31.10.06



Estou farto *

Estou farto que me digam que não presto. Farto de servir a vilanagem e dar comer aos burros que escoiceiam quando me vêem. Estou farto dos mandantes, dos algozes, de estudantes, e da merda desta vida que me deram. Estou farto!

Depois de dias a trabalhar arduamente num projecto sem importância, quedo no quebrado espelho à minha frente o meu olhar de espanto. O meu corpo, curvado de amargos anos, perdeu juventude e o juízo. Também o senso e os postiços dentes que me custaram uma fortuna. Os anéis foram-se igualmente nas enxurradas dos romances e dissabores mal amanhados a que nunca soube resistir. Os meus olhos claros de castanho marcam pupilas embriagadas de lugares castiços onde me perdi noites sem fim. E as rugas, estas rugas debaixo deste pescoço cansado e esguio, são a prova disso e estou farto.

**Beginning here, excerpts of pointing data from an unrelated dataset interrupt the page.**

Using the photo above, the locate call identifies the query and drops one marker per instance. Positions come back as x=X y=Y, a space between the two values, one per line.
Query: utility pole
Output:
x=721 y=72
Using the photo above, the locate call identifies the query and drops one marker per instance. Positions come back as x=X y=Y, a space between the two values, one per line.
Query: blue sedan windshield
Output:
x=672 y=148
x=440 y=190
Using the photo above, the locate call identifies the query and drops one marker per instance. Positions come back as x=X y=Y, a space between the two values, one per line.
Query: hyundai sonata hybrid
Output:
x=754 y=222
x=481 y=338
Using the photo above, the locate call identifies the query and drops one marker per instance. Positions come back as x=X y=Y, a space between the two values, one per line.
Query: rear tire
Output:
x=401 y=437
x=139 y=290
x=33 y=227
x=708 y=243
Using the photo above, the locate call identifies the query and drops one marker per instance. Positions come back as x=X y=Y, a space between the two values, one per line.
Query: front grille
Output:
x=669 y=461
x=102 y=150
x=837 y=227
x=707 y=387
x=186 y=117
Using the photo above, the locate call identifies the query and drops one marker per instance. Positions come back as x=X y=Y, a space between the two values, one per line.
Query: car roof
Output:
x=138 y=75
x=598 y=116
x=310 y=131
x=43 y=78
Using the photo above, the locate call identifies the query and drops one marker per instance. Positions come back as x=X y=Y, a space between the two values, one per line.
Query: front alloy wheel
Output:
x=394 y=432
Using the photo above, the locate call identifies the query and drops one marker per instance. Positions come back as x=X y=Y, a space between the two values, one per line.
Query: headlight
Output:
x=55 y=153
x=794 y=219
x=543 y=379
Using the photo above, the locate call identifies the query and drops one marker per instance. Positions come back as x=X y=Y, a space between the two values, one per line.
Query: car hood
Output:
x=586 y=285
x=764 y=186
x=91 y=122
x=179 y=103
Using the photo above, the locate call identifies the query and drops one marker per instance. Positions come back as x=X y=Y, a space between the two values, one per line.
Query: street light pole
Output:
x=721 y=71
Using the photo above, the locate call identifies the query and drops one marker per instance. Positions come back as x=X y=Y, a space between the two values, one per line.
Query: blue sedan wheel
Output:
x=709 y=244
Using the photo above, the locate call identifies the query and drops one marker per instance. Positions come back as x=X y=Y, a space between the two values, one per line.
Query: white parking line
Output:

Farto de alternativas partidárias, de capítulos abertos ao futuro, do sucesso indicador dos outros gajos, da lucrativa pose das bruxas, anti-cristos e outros futebóis.
Já não tolero nem consigo perceber o mundo onde nasci. Já não entendo o nuclear, o militar e as relações bilaterais. Já não tolero mais promoções, revoluções e novos rumos petrolíferos. Sabem-me a folhas secas onde cacarejam as galinhas, a ramos partidos onde mijam sete cães, a terrenos lamacentos onde cagam os porcos todos.

Abomino e desgraço o dia em que nasci sem fortuna exposta. Estou farto dos dias de poupança, dos dias de trabalho extra e da má aventurança que anda atrás de mim. Já não consigo olhar de frente a mulher que me pariu. Já não consigo amar a mãe que me deu filhos. Já não consigo sustentar tanta boca faminta em meu redor. Estou farto! Farto de abortos e arautos da desgraça. Farto que me indiquem o caminho. Que digam cheguei tarde. Que pisei o risco. Que cuspi no chão. Que estive a falar para o boneco.

Estou farto!


* nota do editor: catalogado como ficção e inspirado num anúncio do óleo Fula. De resto, estou muito bem e recomendo-me, hehe...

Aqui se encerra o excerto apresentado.